Our Max Cherney provides his Editor’s Choice list for browsers, ISPs, apps and add-ons for anonymous web use. Or as close as the NSA lets you come to it.

aNewDomain.net — With the NSA watching — and collecting all communications online — privacy is largely an illusion. But it’s still possible to keep some common tasks you perform relatively secure and anonymous, provided the government doesn’t put its collective effort toward breaking into your stuff. Anonymous web use is harder than ever, but these editor’s choice picks help you go a long way toward that goal.

How to Use Tor to Browse the Web Anonymously

An excellent way to browse the web anonymously is via the Tor project. Find the browser bundle at the Tor project’s website. The free, downloadable program is built on the Mozilla code base, so the web browser makes it more difficult for data snoops to track your browsing activities.


Image credit: Wikimedia Commons

In the beginning, Tor was a U.S. Navy bound project. It was designed from the get-go to protect government communications.

And to this day, at least one branch of the U.S. Navy uses Tor software for its so-called “open source” intelligence gathering.

Internet Service Providers: a Brief Comment

Internet Service Providers together form a major role in helping you keep your data anonymous. That’s because most major ISPs track IP address assignments. Some of them may even log additional activity.

That’s why you should consider the length of time ISPs store user data before settling on any given ISP. Bottom line: The longer the ISP maintains its logs, the less likely it is that you’ll get truly private Internet usage out of them.

That’s why ISPs with short data retention policies are the way to go. As for me, I use Sonic.net, which serves the San Francisco Bay Area. It keeps logs no longer than two weeks. According to an Electronic Frontier Foundation’s 2013 report, Sonic.net ranks high as one of the strongest privacy ISPs out there.

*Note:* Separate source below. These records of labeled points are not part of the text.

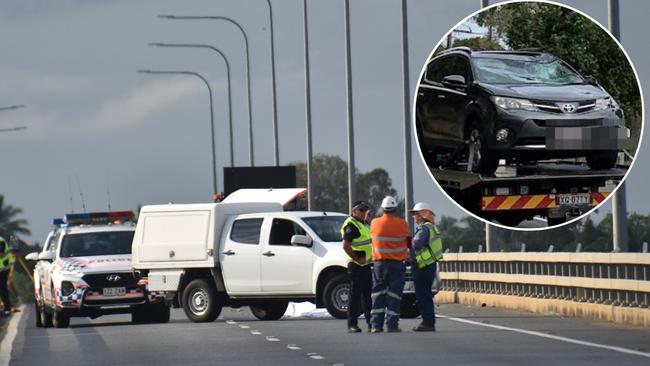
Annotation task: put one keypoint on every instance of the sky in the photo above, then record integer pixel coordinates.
(97, 128)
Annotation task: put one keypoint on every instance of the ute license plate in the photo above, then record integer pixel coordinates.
(574, 199)
(114, 291)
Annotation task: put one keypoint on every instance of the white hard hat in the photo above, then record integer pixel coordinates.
(421, 206)
(389, 202)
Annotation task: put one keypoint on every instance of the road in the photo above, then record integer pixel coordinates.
(465, 336)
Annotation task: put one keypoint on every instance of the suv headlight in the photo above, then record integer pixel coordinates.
(605, 103)
(513, 103)
(67, 288)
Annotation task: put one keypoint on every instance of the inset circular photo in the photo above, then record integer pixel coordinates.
(528, 114)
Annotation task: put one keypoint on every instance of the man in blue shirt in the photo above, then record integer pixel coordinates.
(424, 273)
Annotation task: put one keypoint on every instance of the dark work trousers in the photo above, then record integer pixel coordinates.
(387, 288)
(360, 287)
(423, 280)
(4, 290)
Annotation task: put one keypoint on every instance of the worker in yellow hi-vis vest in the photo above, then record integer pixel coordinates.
(6, 261)
(426, 251)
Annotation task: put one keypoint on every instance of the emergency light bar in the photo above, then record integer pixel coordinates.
(98, 217)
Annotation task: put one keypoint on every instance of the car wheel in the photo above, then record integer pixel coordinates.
(270, 311)
(602, 160)
(409, 308)
(200, 301)
(60, 319)
(481, 159)
(37, 317)
(336, 296)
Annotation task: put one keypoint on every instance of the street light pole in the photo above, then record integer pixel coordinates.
(248, 71)
(310, 194)
(189, 45)
(350, 115)
(276, 151)
(207, 84)
(408, 161)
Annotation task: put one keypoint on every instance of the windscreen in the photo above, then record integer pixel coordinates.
(99, 243)
(524, 70)
(328, 228)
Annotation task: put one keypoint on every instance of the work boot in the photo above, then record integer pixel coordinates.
(423, 327)
(354, 329)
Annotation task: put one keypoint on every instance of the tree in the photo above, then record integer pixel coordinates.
(329, 190)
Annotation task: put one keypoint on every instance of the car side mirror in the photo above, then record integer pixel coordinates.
(46, 256)
(301, 241)
(454, 80)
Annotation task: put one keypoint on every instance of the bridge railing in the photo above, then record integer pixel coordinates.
(618, 279)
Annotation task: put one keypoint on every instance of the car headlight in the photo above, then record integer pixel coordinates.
(605, 103)
(67, 288)
(513, 103)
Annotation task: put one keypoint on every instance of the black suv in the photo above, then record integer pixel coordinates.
(521, 106)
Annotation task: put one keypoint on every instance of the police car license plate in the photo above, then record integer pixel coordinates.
(574, 199)
(114, 291)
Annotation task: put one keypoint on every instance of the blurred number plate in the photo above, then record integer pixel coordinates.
(115, 291)
(574, 199)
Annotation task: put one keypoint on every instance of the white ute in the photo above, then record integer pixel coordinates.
(206, 256)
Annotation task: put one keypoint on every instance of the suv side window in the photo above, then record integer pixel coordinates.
(282, 230)
(246, 231)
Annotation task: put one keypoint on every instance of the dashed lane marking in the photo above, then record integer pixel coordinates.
(550, 336)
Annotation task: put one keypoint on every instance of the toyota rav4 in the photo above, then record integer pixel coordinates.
(521, 106)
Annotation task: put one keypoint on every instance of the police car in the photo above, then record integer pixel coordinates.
(84, 270)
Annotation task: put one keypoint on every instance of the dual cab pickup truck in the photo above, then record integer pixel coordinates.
(207, 256)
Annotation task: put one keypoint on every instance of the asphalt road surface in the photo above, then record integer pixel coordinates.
(465, 336)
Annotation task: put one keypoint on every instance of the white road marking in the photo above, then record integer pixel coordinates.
(550, 336)
(8, 341)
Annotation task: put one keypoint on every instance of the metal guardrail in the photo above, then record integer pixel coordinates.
(619, 279)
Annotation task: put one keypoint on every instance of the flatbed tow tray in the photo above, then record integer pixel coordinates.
(460, 180)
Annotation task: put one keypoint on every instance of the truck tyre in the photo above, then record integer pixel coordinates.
(37, 316)
(200, 301)
(602, 160)
(270, 311)
(409, 308)
(60, 319)
(336, 296)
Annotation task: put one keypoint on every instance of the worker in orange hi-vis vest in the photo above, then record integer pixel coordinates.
(390, 236)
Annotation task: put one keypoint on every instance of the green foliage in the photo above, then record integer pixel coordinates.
(330, 182)
(572, 37)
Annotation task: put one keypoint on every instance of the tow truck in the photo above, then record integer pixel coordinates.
(555, 190)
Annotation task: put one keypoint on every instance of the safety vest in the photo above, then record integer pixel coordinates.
(362, 243)
(8, 259)
(389, 238)
(433, 251)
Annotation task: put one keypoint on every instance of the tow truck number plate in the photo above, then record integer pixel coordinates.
(574, 199)
(114, 291)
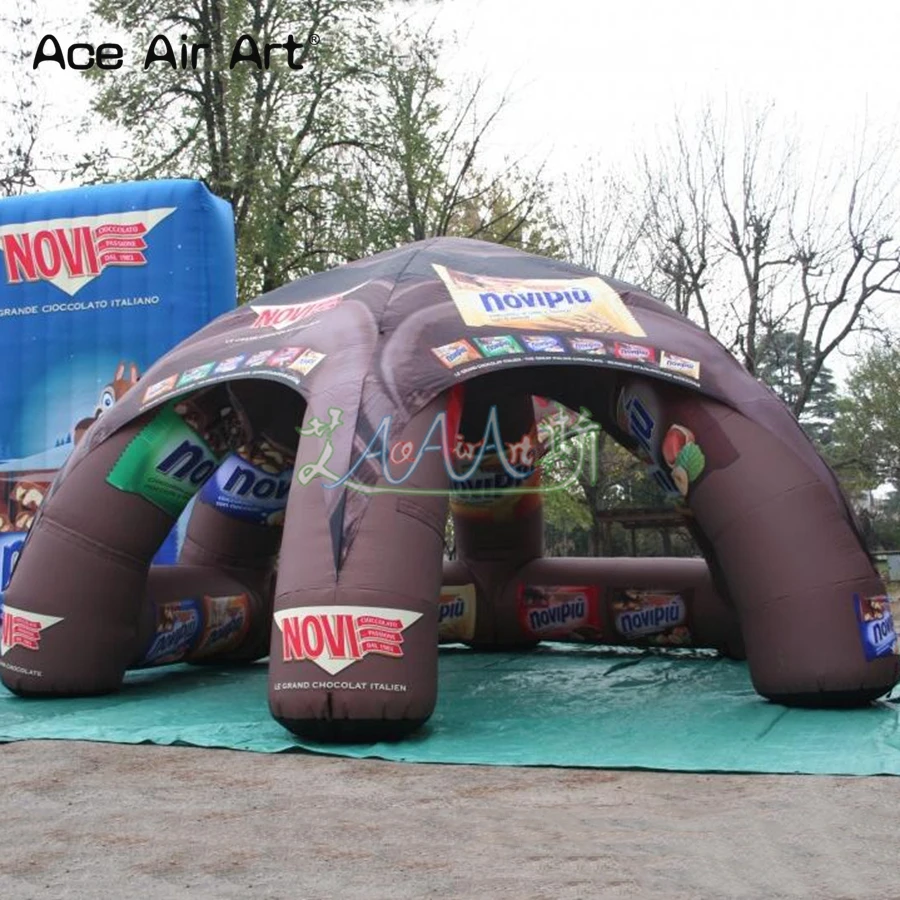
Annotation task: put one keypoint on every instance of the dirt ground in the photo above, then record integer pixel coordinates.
(88, 820)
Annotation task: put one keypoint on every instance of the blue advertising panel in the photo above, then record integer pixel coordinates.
(96, 283)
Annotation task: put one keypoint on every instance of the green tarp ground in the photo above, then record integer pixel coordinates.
(557, 706)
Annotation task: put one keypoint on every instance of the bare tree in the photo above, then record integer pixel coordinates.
(752, 241)
(21, 108)
(602, 222)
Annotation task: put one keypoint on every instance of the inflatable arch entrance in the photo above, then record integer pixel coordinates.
(317, 430)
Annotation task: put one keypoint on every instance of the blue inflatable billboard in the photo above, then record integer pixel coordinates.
(96, 283)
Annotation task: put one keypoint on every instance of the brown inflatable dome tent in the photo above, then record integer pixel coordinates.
(322, 430)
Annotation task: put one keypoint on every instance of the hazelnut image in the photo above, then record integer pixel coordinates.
(677, 437)
(682, 482)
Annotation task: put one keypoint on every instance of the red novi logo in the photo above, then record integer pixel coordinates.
(279, 317)
(69, 253)
(334, 637)
(23, 629)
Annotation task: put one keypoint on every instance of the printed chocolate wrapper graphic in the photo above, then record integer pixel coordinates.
(178, 627)
(542, 343)
(560, 612)
(251, 484)
(670, 362)
(498, 346)
(653, 617)
(456, 613)
(456, 353)
(226, 622)
(876, 626)
(539, 304)
(169, 460)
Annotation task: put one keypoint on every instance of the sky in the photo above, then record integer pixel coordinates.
(596, 77)
(593, 78)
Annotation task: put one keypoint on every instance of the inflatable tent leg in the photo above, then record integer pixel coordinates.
(354, 653)
(794, 565)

Not every provider is as discreet as Sonic, though. Such national providers as Comcast and AT&T are among the worst at the measure of privacy. They hold onto user logs — that’s your data — for a year or more.

Use Dropbox and Digital Quick to Store Files in the Cloud

Dropbox itself isn’t all that secure. It doesn’t even encrypt files automatically. But there is a free and simple add-on we recommend that works for Dropbox in Windows and on mobile devices.

Digital Quick, which is free, builds file encryption and decryption right into Dropbox. Its featureset also allows secure file sharing, that includes assigning different privilege levels to different users.

And, should someone — such as a hacker — obtain access to a Dropbox account, Digital Quick’s encryption ensures an additional layer of security.

Don’t Use Email — Let Your Fingers Do the Walking

As recently reported by the media, Lavabit, the company reported to have stored many of Edward Snowden’s emails, has closed its doors.

Many other secure email services, such as Silent Circle, are following suit.

The writing is on the wall — at least for Silent Circle. “There are far too many leaks of information and metadata intrinsically in the email protocols themselves,” the company wrote, “Email as we know it with SMTP, POP3 and IMAP cannot be secure.”

Never fear. For short communications, there are many alternatives.

Silent Circle offers several. Burn Note also offers an app-based, Mission Impossible-style system for the self-destruction of your messages. So, too, does Cryptocat — an encrypted chat service.

For aNewDomain.net, I’m Max Cherney.